Pero las acometidas no han cesado. Sus protagonistas suelen estar vinculados a los líderes políticos procesados, sobre todo a Keiko Fujimori y al fallecido Alan García. Uno de los argumentos que más se ha repetido tiene que ver con el contenido del acuerdo de colaboración eficaz firmado entre Odebrecht y la justicia peruana. En el acuerdo la empresa reconoció el pago de coimas al menos en cuatro obras, se comprometió a entregar las pruebas de sus delitos y aceptó pagar una reparación civil de 610 millones de soles (185 millones de dólares) en 15 años, más 450 millones (137 millones de dólares) si pretende volver a participar en licitaciones públicas. A cambio, la Fiscalía no procesará a los representantes de la constructora que se han acogido a la delación. Este marco ha permitido el desfile de varios exfuncionarios que con sus testimonios ayudaron a darle forma a las investigaciones. Esta semana se espera la declaración de Jorge Barata, superintendente de la empresa en Perú, que cerraría un buen número de casos. Quienes cuestionan el acuerdo consideran que el monto de la reparación civil es exiguo, que debió llevarse a cabo un embargo contra los bienes de Odebrecht y que entrar a una negociación de esta naturaleza con una empresa manifiestamente corrupta resulta indigno para un Estado soberano.

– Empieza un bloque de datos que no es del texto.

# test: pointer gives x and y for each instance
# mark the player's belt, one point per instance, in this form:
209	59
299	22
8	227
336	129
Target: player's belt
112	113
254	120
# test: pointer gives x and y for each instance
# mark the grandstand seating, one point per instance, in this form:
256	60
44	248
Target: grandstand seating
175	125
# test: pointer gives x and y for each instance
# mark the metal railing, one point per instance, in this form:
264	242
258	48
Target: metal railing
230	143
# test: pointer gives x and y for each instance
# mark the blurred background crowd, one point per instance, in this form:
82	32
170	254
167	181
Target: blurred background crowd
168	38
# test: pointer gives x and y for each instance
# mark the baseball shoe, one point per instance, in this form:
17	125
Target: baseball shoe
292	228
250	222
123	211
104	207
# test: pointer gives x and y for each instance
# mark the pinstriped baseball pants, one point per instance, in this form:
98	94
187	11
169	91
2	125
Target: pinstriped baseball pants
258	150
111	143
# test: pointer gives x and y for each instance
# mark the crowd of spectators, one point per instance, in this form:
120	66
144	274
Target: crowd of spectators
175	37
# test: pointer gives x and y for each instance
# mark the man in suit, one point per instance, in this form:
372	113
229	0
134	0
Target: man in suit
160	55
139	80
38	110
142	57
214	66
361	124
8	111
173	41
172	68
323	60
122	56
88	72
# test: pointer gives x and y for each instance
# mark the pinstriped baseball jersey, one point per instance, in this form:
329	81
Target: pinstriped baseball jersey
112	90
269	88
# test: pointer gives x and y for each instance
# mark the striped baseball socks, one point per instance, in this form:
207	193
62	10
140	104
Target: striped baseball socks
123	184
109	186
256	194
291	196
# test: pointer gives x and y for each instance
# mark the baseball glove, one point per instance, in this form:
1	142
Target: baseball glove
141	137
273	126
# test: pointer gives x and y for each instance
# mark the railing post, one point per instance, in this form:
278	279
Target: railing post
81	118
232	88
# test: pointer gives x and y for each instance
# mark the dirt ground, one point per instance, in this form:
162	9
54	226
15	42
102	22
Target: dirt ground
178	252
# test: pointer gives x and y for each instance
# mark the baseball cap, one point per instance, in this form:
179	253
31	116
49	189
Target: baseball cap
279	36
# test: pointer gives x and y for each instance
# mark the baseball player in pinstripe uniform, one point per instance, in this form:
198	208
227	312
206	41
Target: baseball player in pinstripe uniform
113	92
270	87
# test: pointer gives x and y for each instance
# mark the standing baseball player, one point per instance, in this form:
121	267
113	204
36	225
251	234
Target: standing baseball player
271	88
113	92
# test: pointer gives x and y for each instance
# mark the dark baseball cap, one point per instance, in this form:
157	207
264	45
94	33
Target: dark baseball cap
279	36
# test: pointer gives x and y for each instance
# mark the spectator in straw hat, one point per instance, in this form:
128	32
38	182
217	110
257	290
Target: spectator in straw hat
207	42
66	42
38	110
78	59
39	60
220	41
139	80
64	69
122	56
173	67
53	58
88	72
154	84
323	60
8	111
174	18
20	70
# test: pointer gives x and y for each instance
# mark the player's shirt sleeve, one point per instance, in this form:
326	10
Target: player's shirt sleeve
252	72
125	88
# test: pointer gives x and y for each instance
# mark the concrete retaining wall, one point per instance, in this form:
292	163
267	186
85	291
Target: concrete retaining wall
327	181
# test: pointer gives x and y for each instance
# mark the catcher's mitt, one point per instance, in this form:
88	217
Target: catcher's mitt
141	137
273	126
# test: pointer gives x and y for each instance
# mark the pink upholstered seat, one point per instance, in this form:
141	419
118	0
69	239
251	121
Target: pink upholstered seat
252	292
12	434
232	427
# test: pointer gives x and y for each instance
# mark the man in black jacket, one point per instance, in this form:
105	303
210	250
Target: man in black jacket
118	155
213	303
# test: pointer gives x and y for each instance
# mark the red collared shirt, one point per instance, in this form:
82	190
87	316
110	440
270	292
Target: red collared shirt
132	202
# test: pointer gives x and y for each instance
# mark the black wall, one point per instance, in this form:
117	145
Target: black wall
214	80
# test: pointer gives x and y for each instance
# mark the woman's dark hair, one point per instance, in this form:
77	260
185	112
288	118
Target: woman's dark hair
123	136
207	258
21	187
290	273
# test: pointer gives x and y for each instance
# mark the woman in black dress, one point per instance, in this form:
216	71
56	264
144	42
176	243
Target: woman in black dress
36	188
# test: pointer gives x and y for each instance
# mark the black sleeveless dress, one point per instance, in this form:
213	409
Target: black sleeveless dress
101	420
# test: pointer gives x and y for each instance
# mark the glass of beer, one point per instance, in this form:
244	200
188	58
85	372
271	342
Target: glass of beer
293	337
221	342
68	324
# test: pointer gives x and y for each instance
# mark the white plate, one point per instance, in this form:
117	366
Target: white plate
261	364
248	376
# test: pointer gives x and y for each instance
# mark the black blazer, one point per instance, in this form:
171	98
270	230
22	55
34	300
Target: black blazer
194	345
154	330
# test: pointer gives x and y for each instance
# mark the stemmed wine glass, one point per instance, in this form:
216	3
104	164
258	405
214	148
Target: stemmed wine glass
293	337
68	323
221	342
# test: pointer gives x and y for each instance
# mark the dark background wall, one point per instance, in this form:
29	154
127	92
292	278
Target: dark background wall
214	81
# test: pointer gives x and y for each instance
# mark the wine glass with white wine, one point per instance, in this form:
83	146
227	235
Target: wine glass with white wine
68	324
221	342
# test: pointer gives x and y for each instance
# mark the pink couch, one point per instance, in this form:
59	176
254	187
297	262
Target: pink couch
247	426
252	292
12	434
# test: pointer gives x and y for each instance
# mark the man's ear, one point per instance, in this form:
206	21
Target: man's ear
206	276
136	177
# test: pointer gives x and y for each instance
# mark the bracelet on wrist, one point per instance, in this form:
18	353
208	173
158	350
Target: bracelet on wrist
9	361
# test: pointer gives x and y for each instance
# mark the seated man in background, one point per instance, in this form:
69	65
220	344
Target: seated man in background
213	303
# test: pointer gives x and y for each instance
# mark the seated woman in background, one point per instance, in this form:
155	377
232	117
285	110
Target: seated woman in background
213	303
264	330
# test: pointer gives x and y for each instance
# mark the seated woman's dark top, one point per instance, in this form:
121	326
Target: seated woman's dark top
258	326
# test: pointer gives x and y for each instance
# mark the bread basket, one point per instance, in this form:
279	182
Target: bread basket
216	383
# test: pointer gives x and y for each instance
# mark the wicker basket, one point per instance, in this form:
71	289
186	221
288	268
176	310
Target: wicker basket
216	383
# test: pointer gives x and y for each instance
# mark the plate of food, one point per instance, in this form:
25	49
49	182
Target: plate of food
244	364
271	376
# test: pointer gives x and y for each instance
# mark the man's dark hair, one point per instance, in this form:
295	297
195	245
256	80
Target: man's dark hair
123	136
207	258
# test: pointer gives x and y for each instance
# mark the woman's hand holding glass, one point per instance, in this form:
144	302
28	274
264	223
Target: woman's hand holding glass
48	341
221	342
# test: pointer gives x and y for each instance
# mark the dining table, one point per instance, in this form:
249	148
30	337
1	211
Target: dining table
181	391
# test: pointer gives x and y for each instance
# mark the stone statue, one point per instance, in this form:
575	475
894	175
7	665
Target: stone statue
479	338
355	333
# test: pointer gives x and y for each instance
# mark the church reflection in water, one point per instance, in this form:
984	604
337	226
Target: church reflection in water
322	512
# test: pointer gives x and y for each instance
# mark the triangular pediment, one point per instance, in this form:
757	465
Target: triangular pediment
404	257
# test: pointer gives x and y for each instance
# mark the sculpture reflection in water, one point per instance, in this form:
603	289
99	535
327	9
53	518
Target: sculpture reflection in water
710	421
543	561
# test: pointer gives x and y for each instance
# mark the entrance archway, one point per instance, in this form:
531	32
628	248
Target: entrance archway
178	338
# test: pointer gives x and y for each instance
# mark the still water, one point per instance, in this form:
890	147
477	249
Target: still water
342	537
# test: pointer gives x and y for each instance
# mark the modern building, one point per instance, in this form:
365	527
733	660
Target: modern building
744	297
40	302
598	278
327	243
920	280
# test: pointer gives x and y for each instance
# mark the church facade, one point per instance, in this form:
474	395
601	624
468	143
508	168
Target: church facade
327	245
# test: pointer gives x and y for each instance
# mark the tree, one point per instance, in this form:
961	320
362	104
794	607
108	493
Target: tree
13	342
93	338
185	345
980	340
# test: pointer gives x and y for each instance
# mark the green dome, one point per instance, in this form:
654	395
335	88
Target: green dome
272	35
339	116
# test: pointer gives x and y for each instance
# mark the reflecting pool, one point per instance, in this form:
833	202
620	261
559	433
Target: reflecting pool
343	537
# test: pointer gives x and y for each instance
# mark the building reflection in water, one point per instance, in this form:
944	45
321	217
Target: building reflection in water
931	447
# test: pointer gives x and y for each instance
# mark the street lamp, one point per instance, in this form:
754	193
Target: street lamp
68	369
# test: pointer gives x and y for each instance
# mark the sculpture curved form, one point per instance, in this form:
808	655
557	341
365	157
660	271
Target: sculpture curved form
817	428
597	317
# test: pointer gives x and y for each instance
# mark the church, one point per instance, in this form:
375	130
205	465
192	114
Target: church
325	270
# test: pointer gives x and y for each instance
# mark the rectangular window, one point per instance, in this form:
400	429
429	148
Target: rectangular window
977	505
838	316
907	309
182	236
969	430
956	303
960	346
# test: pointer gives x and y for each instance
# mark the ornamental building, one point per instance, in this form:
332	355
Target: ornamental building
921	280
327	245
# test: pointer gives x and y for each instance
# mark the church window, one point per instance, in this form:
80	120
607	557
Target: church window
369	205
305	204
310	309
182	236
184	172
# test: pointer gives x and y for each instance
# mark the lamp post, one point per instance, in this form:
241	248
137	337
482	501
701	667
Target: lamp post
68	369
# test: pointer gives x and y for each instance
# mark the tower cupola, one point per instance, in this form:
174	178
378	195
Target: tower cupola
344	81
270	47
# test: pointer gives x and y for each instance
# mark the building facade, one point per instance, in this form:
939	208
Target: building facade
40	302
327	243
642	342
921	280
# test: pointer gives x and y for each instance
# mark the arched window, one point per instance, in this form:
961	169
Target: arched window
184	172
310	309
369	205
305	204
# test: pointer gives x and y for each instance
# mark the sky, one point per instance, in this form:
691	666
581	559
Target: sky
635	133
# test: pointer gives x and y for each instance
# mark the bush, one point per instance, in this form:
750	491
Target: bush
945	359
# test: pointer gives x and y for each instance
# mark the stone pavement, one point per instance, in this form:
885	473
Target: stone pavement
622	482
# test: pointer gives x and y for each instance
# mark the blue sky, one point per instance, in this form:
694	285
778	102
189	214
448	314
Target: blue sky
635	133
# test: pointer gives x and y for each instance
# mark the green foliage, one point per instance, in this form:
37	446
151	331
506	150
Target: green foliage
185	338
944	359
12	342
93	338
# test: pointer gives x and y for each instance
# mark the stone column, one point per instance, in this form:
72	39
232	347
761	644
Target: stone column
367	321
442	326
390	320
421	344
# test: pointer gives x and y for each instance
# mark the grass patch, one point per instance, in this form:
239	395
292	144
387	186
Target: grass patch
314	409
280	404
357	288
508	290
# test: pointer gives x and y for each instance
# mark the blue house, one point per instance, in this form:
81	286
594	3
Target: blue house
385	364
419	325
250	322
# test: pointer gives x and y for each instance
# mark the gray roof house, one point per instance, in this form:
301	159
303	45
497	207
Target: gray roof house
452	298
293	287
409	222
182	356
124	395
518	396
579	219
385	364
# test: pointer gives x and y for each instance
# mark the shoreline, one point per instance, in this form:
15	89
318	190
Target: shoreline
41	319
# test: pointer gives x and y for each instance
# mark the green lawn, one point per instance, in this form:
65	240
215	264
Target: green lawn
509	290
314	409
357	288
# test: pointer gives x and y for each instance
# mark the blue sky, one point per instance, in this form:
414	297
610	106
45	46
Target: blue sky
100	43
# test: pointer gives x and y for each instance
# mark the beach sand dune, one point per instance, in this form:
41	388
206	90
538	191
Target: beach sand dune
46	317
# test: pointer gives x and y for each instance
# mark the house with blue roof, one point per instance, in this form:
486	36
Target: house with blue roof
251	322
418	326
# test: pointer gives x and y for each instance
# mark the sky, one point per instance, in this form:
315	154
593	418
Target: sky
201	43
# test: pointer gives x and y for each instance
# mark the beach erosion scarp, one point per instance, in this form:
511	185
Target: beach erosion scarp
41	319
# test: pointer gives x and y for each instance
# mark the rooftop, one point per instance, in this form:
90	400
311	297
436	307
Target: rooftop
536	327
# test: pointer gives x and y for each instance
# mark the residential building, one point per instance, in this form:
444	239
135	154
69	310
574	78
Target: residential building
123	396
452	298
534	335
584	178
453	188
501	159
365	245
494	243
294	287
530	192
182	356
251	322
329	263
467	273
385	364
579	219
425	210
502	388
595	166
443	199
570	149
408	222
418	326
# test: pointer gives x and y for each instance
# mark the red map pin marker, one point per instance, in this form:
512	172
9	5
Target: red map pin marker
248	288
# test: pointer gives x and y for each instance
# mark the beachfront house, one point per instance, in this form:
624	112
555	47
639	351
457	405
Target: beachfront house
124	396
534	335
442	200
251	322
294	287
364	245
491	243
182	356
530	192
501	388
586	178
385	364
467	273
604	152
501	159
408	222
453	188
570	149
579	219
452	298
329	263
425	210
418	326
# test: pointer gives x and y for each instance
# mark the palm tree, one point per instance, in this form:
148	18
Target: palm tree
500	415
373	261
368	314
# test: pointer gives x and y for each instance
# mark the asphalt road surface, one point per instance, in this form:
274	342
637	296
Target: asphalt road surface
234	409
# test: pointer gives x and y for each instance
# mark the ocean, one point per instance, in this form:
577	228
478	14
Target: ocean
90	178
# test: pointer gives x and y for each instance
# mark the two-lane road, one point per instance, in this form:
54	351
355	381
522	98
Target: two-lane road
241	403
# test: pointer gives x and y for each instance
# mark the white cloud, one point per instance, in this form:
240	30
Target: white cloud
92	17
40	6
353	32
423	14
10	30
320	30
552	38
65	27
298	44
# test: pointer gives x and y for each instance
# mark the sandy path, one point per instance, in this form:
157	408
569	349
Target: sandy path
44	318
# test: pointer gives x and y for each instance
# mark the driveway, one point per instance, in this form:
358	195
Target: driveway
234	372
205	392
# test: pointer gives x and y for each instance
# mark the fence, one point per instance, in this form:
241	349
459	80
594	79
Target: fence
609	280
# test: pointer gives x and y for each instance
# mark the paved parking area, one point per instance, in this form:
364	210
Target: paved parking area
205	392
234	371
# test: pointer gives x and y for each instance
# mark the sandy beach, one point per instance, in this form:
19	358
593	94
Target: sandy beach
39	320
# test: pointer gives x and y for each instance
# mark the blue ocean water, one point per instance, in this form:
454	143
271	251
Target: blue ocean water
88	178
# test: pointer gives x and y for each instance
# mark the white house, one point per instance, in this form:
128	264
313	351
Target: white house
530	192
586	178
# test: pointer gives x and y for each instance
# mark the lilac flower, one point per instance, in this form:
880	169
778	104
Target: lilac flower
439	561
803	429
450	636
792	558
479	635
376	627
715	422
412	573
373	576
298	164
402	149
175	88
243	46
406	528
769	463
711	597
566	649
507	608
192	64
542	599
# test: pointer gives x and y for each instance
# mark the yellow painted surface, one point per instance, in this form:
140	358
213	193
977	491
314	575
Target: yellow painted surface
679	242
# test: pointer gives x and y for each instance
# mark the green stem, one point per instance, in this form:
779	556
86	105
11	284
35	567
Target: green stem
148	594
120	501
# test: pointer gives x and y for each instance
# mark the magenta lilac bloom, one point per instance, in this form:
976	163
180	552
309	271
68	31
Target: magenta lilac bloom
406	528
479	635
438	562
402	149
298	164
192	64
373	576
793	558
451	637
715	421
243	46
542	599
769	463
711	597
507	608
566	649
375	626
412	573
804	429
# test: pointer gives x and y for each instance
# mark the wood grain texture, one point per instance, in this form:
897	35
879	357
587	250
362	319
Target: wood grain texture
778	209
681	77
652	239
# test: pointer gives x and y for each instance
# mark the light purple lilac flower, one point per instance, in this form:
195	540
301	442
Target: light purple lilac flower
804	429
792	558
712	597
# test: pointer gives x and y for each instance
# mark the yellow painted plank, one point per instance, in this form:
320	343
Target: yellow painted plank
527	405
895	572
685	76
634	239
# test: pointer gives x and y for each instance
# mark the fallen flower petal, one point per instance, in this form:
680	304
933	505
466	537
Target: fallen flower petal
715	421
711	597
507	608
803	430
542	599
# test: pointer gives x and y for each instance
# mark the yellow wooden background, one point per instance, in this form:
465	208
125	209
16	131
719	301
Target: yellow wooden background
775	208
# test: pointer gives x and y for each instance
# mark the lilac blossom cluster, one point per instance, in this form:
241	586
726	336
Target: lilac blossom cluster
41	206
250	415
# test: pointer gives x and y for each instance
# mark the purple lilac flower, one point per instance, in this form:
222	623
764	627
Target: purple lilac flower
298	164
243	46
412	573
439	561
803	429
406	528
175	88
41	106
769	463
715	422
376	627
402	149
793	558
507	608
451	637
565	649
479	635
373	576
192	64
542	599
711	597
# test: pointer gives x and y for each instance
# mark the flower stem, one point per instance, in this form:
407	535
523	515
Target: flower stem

Estas mismas personas ahora emplean el suicidio de Alan García como una nueva munición contra el proceso anticorrupción. Acusan a los fiscales, al periodismo de investigación —que no ha dejado de publicar revelaciones vinculadas a los grandes actores del caso Lava Jato— y al Gobierno del presidente Martín Vizcarra de tirar del gatillo de la pistola con la que el dos veces expresidente acabó con su vida. Sostienen que García fue sometido a una persecución implacable, que nunca se le probó nada y que su destino fue apurado por las tremendas presiones que ha supuesto el extendido empleo que hace la justicia peruana de las prisiones preventivas —anteriores a una acusación fiscal y motivadas por el riesgo procesal— contra los investigados por el caso Lava Jato.
Curiosamente, esta corriente de opinión ha sufrido múltiples y violentos vaivenes desde que en 2016 Marcelo Odebrecht confesó al Departamento de Justicia de los Estados Unidos el pago de 29 millones de dólares en sobornos a funcionarios de los gobiernos peruanos desde 2005 hasta 2014. Primero aseguraron que los jueces y fiscales nunca llegarían a tocar a los «peces gordos». Cuando se produjo la detención de Humala aplaudieron la medida que, más que como una resolución judicial, entendieron como una declaratoria de orfandad política. Una vez detenida Keiko Fujimori, reclamaron que la justicia no fuera tan severa con políticos de otras tiendas, como Toledo y Kuczynski. La extradición de Toledo sigue su curso y han pasado a considerar la prisión preventiva decretada contra Kuczynski como un abuso para una persona de casi 81 años.
Los políticos peruanos han demostrado no haber aprendido nada del final de la dictadura sui géneris de Alberto Fujimori —padre de Keiko—, que se descompuso en medio de las peores acusaciones por violaciones a los derechos humanos y corrupción. Pensando que el proceso de profilaxis nacional que lo siguió fue una pura excepción y que si montaban un entramado de testaferros y cuentas en paraísos fiscales saldrían bien librados, no tuvieron problemas en dejarse seducir por los dineros mal habidos de la constructoras brasileñas. Felizmente no ocurrió lo mismo con otros sectores del país que, desde el sistema de justicia, la opinión pública o las calles han mantenido un firme pulso contra los coletazos de la corrupción.